The actions mentioned above are implemented through the following Snakemake rules:
-
Create reference statistics
create_example_DE(for the example workflow only)build_reference_demand_ourworldindatabuild_reference_installed_capacity_irenabuild_reference_statistics
-
Extract network statistics
build_network_statisticsbuild_network_geojson
-
Compare and visualize
make_comparisonvisualize_data
The detailed description of the rules is provided below.
Rules and their roles¶
create_example_DE¶
This rule generates a minimal example PyPSA network based on the scigrid_de example provided by PyPSA.

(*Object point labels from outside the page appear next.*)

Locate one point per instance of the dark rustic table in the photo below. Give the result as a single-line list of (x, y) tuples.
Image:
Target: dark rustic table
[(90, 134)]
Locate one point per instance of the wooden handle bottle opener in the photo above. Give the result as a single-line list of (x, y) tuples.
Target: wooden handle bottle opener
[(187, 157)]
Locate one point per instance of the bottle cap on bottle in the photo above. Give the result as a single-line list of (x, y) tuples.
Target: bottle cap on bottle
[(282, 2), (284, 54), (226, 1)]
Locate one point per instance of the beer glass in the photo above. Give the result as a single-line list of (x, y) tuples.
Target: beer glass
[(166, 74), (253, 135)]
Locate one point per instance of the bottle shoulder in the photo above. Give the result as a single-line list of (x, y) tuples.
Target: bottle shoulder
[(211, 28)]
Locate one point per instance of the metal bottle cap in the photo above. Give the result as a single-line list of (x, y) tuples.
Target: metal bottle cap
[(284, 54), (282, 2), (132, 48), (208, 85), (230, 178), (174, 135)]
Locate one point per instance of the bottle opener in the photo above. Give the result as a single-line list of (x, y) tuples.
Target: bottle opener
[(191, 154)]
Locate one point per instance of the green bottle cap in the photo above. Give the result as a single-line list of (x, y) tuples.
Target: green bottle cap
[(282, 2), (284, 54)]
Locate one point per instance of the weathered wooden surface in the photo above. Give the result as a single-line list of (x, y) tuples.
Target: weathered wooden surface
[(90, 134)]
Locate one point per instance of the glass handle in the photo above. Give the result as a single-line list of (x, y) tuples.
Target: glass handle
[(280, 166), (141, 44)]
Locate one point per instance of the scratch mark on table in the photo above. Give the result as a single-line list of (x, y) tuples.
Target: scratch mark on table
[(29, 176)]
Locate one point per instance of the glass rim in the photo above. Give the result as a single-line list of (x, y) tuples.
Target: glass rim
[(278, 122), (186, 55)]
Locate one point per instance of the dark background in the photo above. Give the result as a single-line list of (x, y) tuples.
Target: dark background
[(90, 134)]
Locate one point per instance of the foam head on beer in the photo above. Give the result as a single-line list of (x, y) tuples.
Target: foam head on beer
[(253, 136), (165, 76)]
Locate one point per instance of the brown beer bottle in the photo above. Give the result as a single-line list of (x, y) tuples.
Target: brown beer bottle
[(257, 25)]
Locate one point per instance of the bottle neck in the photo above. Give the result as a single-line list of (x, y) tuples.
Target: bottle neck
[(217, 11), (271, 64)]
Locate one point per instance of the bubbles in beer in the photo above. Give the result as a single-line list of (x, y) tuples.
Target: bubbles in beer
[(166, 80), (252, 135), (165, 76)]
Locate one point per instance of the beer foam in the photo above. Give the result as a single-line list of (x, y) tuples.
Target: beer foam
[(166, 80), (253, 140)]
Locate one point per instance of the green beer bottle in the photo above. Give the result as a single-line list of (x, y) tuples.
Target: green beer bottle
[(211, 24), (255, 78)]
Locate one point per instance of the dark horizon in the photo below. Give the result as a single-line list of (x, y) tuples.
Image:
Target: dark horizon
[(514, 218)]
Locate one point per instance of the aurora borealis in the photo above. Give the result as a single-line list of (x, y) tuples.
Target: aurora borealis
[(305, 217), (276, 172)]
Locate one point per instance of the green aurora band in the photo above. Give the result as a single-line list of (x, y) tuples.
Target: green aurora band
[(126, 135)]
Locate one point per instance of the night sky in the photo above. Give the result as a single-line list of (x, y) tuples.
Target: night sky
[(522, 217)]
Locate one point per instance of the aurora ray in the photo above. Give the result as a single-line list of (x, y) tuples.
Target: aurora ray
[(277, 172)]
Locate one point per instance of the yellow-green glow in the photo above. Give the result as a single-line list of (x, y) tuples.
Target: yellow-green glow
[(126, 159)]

It is primarily intended for tutorials and quick-start demonstrations.
Output:
resources/example_DE.nc
Source-specific reference builders¶
These rules clean and harmonize raw external datasets so they can be used consistently throughout the workflow.

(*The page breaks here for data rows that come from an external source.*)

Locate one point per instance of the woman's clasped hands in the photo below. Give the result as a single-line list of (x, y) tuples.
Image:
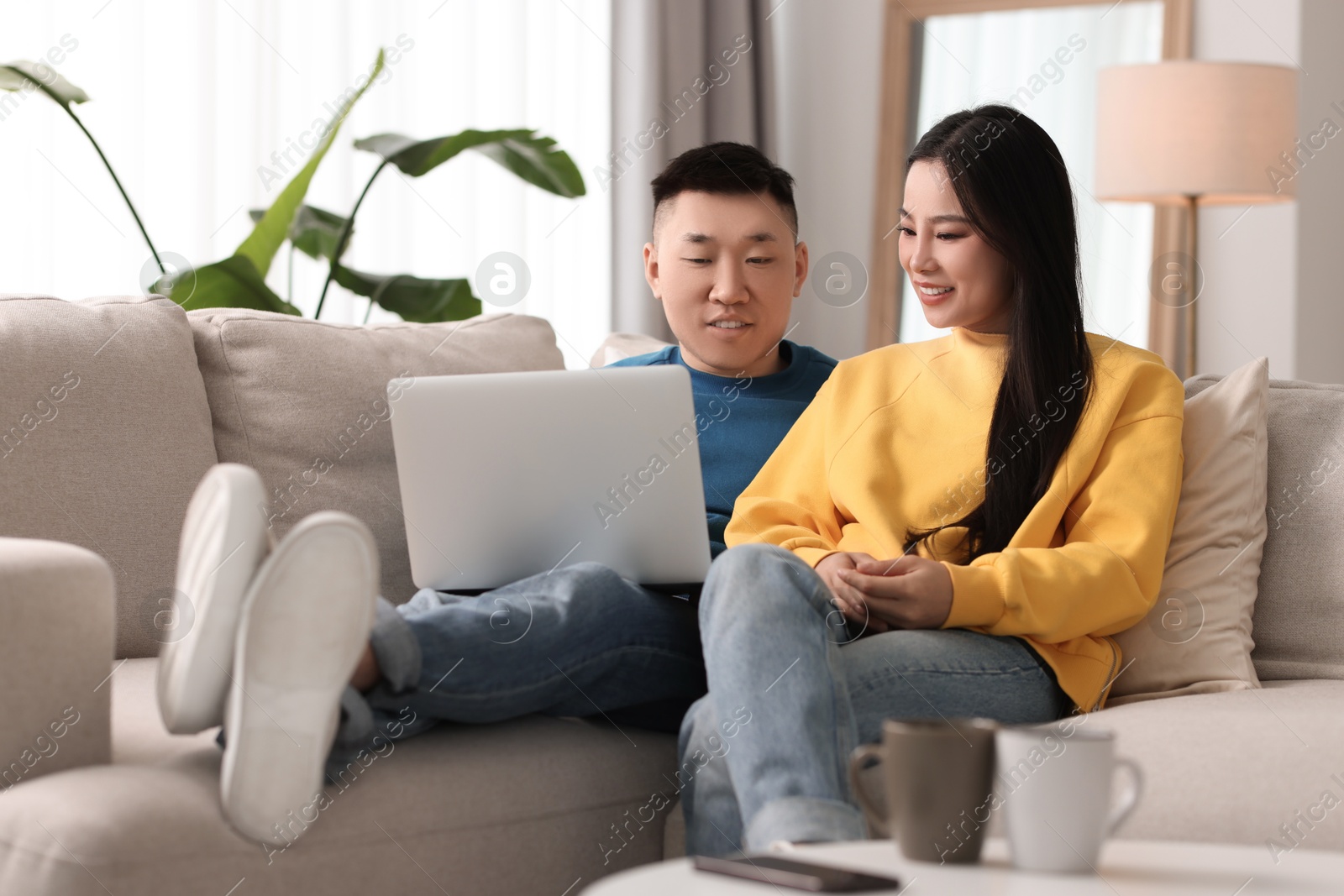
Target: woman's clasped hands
[(880, 595)]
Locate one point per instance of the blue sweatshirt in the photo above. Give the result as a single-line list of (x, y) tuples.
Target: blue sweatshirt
[(743, 419)]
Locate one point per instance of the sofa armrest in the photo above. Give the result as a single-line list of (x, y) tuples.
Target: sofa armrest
[(57, 641)]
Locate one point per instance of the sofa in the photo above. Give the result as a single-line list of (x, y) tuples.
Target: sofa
[(112, 410)]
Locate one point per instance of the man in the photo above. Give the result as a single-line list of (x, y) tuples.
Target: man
[(299, 636)]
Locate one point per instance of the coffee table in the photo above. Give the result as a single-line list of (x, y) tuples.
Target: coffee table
[(1126, 868)]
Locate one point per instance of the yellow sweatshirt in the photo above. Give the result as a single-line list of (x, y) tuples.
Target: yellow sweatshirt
[(895, 441)]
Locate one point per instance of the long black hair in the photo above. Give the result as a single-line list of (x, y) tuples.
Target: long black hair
[(1012, 184)]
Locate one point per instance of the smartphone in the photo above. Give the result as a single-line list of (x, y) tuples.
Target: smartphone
[(788, 872)]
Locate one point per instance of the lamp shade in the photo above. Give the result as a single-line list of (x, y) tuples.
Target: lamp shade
[(1210, 129)]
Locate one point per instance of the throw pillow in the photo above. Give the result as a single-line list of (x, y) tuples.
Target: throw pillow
[(1198, 636)]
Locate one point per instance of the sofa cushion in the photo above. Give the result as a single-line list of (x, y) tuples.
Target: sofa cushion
[(618, 347), (1299, 618), (1198, 636), (1234, 768), (307, 405), (104, 434), (524, 806)]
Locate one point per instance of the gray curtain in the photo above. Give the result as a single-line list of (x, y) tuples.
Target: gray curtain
[(685, 73)]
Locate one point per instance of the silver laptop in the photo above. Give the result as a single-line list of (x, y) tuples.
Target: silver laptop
[(506, 476)]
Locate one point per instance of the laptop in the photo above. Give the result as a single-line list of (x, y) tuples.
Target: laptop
[(504, 476)]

Each rule follows the build_reference_{category}_{source} naming pattern.
Typical inputs:
- Electricity demand data from Our World in Data
- Installed capacity data from IRENA
- Other optional reference sources
Outputs:
- Cleaned demand data in
resources/clean/owid_demand_data.csv - Cleaned capacity data in
resources/clean/irena_capacity_data.csv
The corresponding processing logic is implemented in:
scripts/build_reference_demand_ourworldindata.pyscripts/build_reference_installed_capacity_irena.py
build_reference_statistics¶
This rule constructs authoritative reference statistics representing real-world energy systems for the selected countries.
Inputs:
- Cleaned demand and capacity datasets
Outputs:
- Reference demand statistics
- Reference installed capacity statistics
All outputs are written to resources/reference_statistics/.
build_network_statistics¶
This rule extracts statistics directly from the user-provided PyPSA network.
Inputs:
- A PyPSA network file (
.nc) specified inconfig.yaml
Outputs:
- Demand statistics derived from the network
- Installed capacity statistics
- Optimized capacity statistics
All outputs are stored in resources/network_statistics/.
build_network_geojson¶
This rule creates geographic representations of transmission networks to support spatial comparison and inspection.
It combines:
- The topology of the user’s PyPSA network
- Reference transmission datasets from the Global Transmission Database
Outputs:
- GeoJSON layers for existing and planned reference networks
- A GeoJSON representation of the modeled network
These files are written to resources/reference_statistics/ and resources/network_statistics/.
make_comparison¶
This rule aligns and compares reference statistics with network-derived statistics.
Inputs:
- Reference demand and capacity statistics
- Network demand, capacity, and topology statistics
Outputs:
- Comparison tables for demand, installed capacity, and optimized capacity
- A GeoJSON file highlighting network differences
Comparison results are written to the results/ directory.
visualize_data¶
This is the final stage of the workflow and the main user-facing entry point.
It converts comparison tables into figures that highlight discrepancies between the model and real-world data.
Outputs:
- Demand comparison plots
- Installed capacity comparison plots
- Capacity mix and grid-related figures
All figures are stored in results/figures/.
Directory overview¶
-
data/Raw external datasets as downloaded from original sources -
resources/clean/Cleaned intermediate datasets -
resources/reference_statistics/Reference (“ground truth”) statistics -
resources/network_statistics/Statistics derived from the PyPSA network -
results/tables/Final comparison tables -
results/figures/Final visual outputs -
scripts/Python scripts executed by Snakemake rules -
logs/Log files produced during workflow execution
Configuration-driven behavior¶
The workflow is controlled by config.yaml, which defines:
- The path to the PyPSA network to validate
- The list of countries included in the validation
- Optional geographic inputs (e.g. shapefiles)
- Which reference datasets are enabled
Changing the configuration modifies the scope and content of the validation, while the overall workflow structure remains unchanged.